NSFW for innuendo
I do miss Rocky, Bullwinkle, and E. E. Horton
The way I heard it was…
Ol Momma Hubbard sped to her cupboard
To get a joint from her stash.
But once’t she was there, she commenced to stare,
She’d forgot what had caused her to dash.
Libidinous Jack Horner away from home corner,
Partook of Sue Tuffet’s whey.
Dan Tuffet came back; he promptly caught Jack,
And Jack is still healing today.
Peter, Peter punkin eater,
Had a mistress, dint mistreat her.
He tried to take her punkin shell,
She beat poor Peter all to hell.
Jackson Dill stopped by the jail,
To post poor Jillie’s bail.
While Jack stood there, the cops took a look,
Then at Jackson the bulls threw the book.

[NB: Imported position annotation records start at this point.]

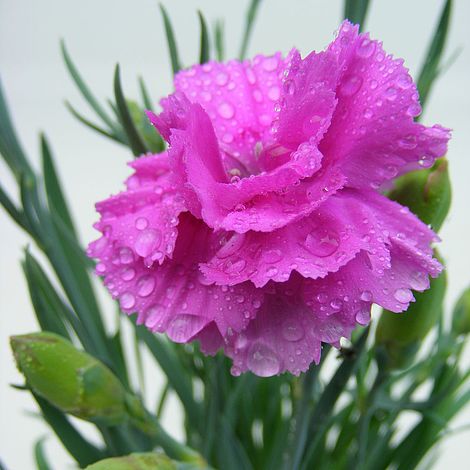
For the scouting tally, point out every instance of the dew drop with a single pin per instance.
(365, 48)
(127, 300)
(270, 64)
(366, 295)
(271, 272)
(350, 85)
(125, 255)
(322, 242)
(128, 274)
(147, 241)
(419, 280)
(226, 110)
(141, 223)
(145, 286)
(292, 330)
(403, 295)
(263, 361)
(363, 316)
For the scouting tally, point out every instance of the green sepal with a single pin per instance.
(71, 380)
(401, 334)
(461, 314)
(427, 193)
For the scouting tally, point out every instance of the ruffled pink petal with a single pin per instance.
(261, 202)
(175, 297)
(313, 246)
(373, 136)
(281, 338)
(239, 98)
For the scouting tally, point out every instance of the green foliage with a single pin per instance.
(344, 418)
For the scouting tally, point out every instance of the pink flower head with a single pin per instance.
(262, 230)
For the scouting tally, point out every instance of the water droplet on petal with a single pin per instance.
(350, 85)
(128, 274)
(145, 285)
(322, 242)
(270, 64)
(226, 111)
(292, 330)
(366, 296)
(365, 48)
(125, 255)
(403, 295)
(419, 281)
(363, 316)
(263, 361)
(147, 241)
(141, 223)
(127, 300)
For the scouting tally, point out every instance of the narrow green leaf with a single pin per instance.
(95, 127)
(78, 447)
(15, 213)
(356, 11)
(47, 313)
(249, 23)
(170, 37)
(177, 376)
(135, 141)
(10, 147)
(40, 456)
(204, 48)
(84, 90)
(328, 399)
(430, 68)
(146, 100)
(219, 40)
(54, 193)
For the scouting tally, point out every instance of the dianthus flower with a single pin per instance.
(263, 229)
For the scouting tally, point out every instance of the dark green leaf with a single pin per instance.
(54, 193)
(249, 23)
(79, 448)
(10, 147)
(177, 376)
(95, 127)
(145, 95)
(135, 141)
(430, 68)
(356, 11)
(84, 90)
(15, 213)
(40, 456)
(219, 40)
(170, 36)
(204, 48)
(328, 399)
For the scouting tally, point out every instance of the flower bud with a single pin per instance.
(137, 461)
(461, 314)
(426, 192)
(71, 380)
(400, 334)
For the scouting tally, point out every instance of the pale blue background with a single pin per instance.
(100, 33)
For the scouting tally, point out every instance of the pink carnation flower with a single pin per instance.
(262, 230)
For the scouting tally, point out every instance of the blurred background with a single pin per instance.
(99, 34)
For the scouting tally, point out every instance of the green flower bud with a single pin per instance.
(400, 334)
(461, 314)
(139, 461)
(426, 192)
(148, 133)
(71, 380)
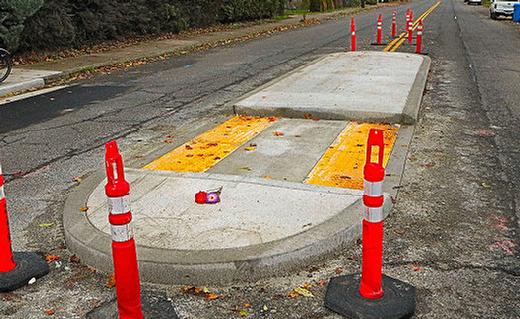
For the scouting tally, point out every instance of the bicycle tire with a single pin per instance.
(6, 64)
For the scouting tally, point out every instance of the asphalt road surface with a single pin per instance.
(454, 233)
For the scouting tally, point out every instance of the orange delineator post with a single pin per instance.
(410, 31)
(372, 237)
(6, 253)
(394, 24)
(418, 46)
(379, 29)
(117, 189)
(407, 19)
(353, 44)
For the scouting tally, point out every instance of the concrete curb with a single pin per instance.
(413, 103)
(22, 86)
(168, 266)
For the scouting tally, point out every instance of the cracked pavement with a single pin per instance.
(454, 232)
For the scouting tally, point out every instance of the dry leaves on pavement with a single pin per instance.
(202, 292)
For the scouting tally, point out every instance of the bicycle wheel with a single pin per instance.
(6, 64)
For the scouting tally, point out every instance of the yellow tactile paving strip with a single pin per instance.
(342, 164)
(209, 148)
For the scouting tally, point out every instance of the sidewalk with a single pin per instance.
(153, 50)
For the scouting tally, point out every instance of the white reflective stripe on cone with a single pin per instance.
(119, 205)
(121, 233)
(373, 189)
(374, 214)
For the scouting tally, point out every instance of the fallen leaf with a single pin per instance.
(51, 258)
(111, 282)
(50, 312)
(203, 292)
(211, 296)
(307, 285)
(416, 268)
(323, 282)
(300, 292)
(74, 259)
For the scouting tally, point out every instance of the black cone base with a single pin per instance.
(28, 265)
(154, 307)
(343, 298)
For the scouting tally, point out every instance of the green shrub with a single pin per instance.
(315, 5)
(13, 14)
(74, 23)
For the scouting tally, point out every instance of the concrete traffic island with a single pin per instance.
(260, 227)
(359, 86)
(275, 175)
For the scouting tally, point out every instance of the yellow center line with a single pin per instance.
(342, 164)
(209, 148)
(392, 46)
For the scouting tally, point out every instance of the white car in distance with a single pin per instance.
(501, 8)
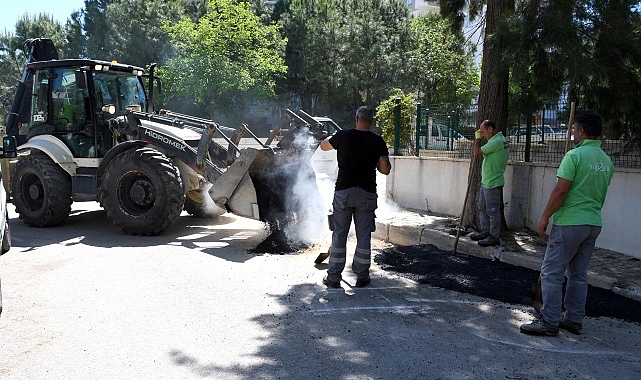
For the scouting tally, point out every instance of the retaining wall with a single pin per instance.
(439, 185)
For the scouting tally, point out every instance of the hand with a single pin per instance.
(543, 225)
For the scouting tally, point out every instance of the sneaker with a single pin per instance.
(489, 242)
(476, 236)
(539, 327)
(330, 283)
(573, 327)
(321, 257)
(362, 282)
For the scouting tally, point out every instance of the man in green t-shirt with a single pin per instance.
(495, 155)
(575, 208)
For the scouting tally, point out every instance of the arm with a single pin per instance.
(557, 197)
(325, 145)
(384, 165)
(477, 148)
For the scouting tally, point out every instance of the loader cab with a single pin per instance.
(74, 100)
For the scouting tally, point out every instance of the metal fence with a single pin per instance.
(448, 131)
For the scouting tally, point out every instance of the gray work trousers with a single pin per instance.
(359, 205)
(490, 211)
(568, 253)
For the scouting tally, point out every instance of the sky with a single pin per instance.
(12, 10)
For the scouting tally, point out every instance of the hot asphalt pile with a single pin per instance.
(427, 264)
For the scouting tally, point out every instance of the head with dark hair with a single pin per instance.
(590, 122)
(488, 129)
(365, 113)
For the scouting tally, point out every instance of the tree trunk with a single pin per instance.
(493, 95)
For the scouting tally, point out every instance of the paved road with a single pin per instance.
(83, 301)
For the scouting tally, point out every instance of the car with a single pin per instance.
(443, 137)
(326, 162)
(518, 133)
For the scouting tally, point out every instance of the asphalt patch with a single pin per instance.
(279, 243)
(427, 264)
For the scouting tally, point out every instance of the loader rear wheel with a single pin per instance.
(142, 192)
(41, 191)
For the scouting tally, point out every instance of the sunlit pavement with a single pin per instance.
(85, 301)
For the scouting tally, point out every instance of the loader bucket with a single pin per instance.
(276, 187)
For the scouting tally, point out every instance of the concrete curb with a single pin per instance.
(406, 235)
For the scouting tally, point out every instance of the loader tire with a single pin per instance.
(142, 192)
(41, 191)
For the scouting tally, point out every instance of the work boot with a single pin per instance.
(539, 327)
(489, 242)
(476, 236)
(330, 283)
(573, 327)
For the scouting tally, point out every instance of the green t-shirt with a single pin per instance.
(590, 171)
(495, 155)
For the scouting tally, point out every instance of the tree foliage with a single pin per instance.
(442, 64)
(386, 118)
(223, 61)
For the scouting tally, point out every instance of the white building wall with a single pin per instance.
(439, 185)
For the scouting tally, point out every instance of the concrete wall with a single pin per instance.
(438, 185)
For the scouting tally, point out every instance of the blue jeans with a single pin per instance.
(568, 253)
(490, 211)
(359, 205)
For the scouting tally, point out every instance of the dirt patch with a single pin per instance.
(427, 264)
(279, 243)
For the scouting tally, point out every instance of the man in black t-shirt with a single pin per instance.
(360, 153)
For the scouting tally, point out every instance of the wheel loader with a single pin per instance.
(87, 131)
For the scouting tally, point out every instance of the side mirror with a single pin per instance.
(9, 147)
(109, 108)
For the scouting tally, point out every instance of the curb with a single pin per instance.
(406, 235)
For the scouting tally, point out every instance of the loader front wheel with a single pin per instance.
(142, 192)
(41, 191)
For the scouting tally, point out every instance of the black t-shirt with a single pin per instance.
(358, 154)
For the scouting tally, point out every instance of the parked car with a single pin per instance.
(443, 137)
(518, 133)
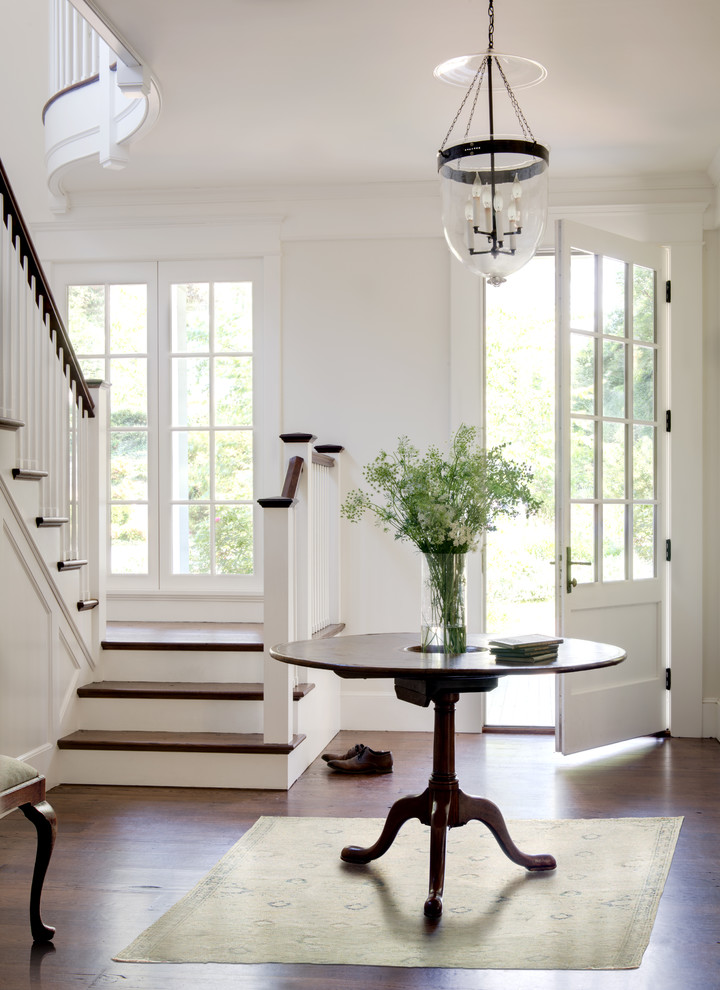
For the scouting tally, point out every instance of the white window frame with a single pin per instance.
(159, 276)
(169, 274)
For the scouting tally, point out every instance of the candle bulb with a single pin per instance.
(469, 216)
(477, 194)
(512, 220)
(498, 205)
(487, 204)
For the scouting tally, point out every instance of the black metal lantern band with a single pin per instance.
(496, 146)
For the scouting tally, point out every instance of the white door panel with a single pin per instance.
(611, 451)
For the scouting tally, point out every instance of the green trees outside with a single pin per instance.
(211, 432)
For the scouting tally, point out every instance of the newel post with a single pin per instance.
(286, 605)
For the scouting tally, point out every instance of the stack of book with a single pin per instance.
(532, 648)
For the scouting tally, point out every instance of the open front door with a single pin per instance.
(611, 482)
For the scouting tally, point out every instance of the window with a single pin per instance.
(108, 329)
(212, 428)
(180, 348)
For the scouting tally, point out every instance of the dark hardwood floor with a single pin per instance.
(124, 855)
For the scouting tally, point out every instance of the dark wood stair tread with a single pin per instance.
(176, 742)
(185, 690)
(245, 636)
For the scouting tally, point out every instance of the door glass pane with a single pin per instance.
(233, 465)
(613, 542)
(233, 316)
(520, 401)
(233, 391)
(643, 303)
(191, 465)
(233, 539)
(643, 382)
(191, 539)
(582, 453)
(643, 541)
(582, 532)
(644, 462)
(613, 297)
(86, 318)
(613, 460)
(191, 317)
(582, 291)
(613, 379)
(129, 465)
(582, 374)
(191, 391)
(128, 319)
(129, 539)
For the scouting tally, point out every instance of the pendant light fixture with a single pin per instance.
(494, 189)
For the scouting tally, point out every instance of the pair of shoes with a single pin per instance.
(365, 761)
(353, 751)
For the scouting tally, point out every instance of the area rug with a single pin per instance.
(282, 895)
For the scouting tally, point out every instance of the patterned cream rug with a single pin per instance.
(282, 895)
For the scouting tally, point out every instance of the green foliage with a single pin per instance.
(443, 504)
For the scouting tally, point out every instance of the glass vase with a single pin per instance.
(443, 623)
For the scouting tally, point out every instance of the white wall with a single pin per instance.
(365, 350)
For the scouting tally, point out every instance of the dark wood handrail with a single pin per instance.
(17, 229)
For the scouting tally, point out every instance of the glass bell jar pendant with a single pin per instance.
(494, 188)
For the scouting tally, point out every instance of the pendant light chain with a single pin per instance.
(494, 189)
(516, 106)
(477, 82)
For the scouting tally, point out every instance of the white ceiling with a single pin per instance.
(265, 92)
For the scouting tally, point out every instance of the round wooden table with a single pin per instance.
(441, 678)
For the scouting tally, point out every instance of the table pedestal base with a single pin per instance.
(442, 806)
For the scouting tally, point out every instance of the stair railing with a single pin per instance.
(301, 542)
(44, 397)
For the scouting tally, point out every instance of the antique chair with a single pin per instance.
(21, 786)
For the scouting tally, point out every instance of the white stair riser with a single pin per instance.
(181, 665)
(170, 715)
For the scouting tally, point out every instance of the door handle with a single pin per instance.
(571, 581)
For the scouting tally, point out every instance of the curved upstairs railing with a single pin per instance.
(301, 566)
(103, 96)
(44, 397)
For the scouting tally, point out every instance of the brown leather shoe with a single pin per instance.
(353, 751)
(366, 761)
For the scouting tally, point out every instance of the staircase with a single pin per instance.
(92, 702)
(152, 703)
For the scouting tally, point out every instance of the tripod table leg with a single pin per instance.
(480, 809)
(402, 811)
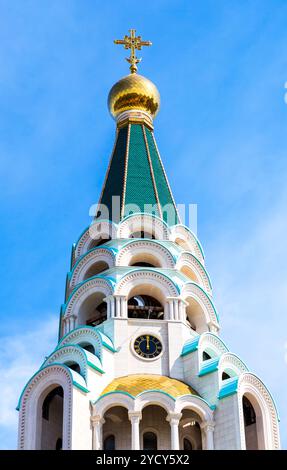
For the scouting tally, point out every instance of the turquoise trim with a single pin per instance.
(190, 346)
(98, 276)
(90, 364)
(271, 396)
(94, 329)
(110, 249)
(155, 242)
(208, 297)
(80, 387)
(200, 263)
(212, 407)
(153, 216)
(210, 366)
(152, 270)
(89, 226)
(39, 370)
(228, 389)
(110, 348)
(194, 236)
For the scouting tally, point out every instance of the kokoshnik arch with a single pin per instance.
(139, 362)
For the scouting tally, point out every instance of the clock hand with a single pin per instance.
(147, 342)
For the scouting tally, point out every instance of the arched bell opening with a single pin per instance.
(181, 242)
(188, 272)
(253, 423)
(88, 347)
(195, 316)
(228, 374)
(74, 366)
(98, 242)
(96, 268)
(143, 234)
(190, 436)
(145, 307)
(109, 442)
(154, 428)
(207, 354)
(145, 260)
(146, 302)
(51, 420)
(93, 310)
(116, 429)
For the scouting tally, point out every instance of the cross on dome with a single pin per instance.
(133, 42)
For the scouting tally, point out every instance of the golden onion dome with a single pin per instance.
(134, 92)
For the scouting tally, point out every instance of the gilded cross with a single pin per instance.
(133, 42)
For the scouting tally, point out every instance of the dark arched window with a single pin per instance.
(205, 356)
(187, 444)
(143, 264)
(145, 306)
(59, 444)
(110, 443)
(99, 315)
(225, 376)
(149, 441)
(142, 234)
(47, 402)
(74, 366)
(88, 347)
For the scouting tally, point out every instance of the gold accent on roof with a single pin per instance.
(134, 92)
(133, 43)
(139, 383)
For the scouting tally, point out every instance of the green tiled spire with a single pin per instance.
(136, 175)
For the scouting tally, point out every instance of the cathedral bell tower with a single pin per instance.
(139, 362)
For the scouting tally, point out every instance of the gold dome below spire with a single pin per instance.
(134, 93)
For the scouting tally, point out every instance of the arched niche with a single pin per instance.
(190, 436)
(51, 419)
(96, 268)
(118, 425)
(93, 311)
(154, 428)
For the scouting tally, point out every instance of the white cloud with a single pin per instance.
(250, 284)
(20, 357)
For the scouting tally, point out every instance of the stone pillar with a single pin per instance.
(173, 419)
(135, 417)
(182, 310)
(207, 428)
(121, 306)
(97, 425)
(170, 308)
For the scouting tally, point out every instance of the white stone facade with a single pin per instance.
(88, 358)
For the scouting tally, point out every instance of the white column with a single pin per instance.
(175, 309)
(97, 424)
(182, 310)
(135, 417)
(170, 307)
(208, 427)
(118, 306)
(173, 419)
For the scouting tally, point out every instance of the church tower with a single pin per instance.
(139, 362)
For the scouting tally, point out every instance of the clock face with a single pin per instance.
(147, 346)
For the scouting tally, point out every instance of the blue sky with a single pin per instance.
(220, 68)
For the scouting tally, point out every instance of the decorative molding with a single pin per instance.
(193, 290)
(189, 260)
(27, 427)
(252, 385)
(141, 276)
(136, 222)
(152, 247)
(87, 260)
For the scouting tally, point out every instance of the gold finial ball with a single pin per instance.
(134, 92)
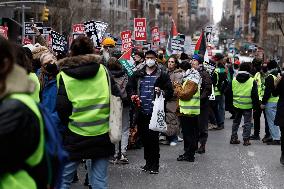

They once was a woman who lived in Mizzou,
Had so many wee ones – good golly, a slew!
The social worker, by name Jeffrey Hicks,
Convinced her was hubby they needed to fix.
Jack Sprat chewed the fat,
With his neighbor Ricardo Mancini.
But really here’s what kept them at that –
They was watching the neighbor’s bikini.
Opening lines (or nearly so) revisited
Hubble spyglass up so far,
Can you tell me what I are?
Hark the Raven…
Mares eat oats and goats eat oats,
Don’t drop trou in poison ivy.
Four an twenny blackbirds baked into a pie.
There’s a baker out now looking for a job.
Fee fum fo fie, upset stomach, me, oh, my!
Ain’t the gin or vermouth – I suspect it’s bad olives.
Tweedle Dee and Tweedle Dum, both a little batty.
Them two boys, still looking hard, to determine who’s their daddy.
Butcher Baker and Cannel Snickmaker, two dudes sitting a tub.
Gotta wonder if they remembered the soap for their scrub?
Ole King Koal was a merry old soul.
Otherwise, he was okay.
Humpy Dumpy sat on wall, and yup, he lost his hold.
He was three eggs short an omelet, is what I been told.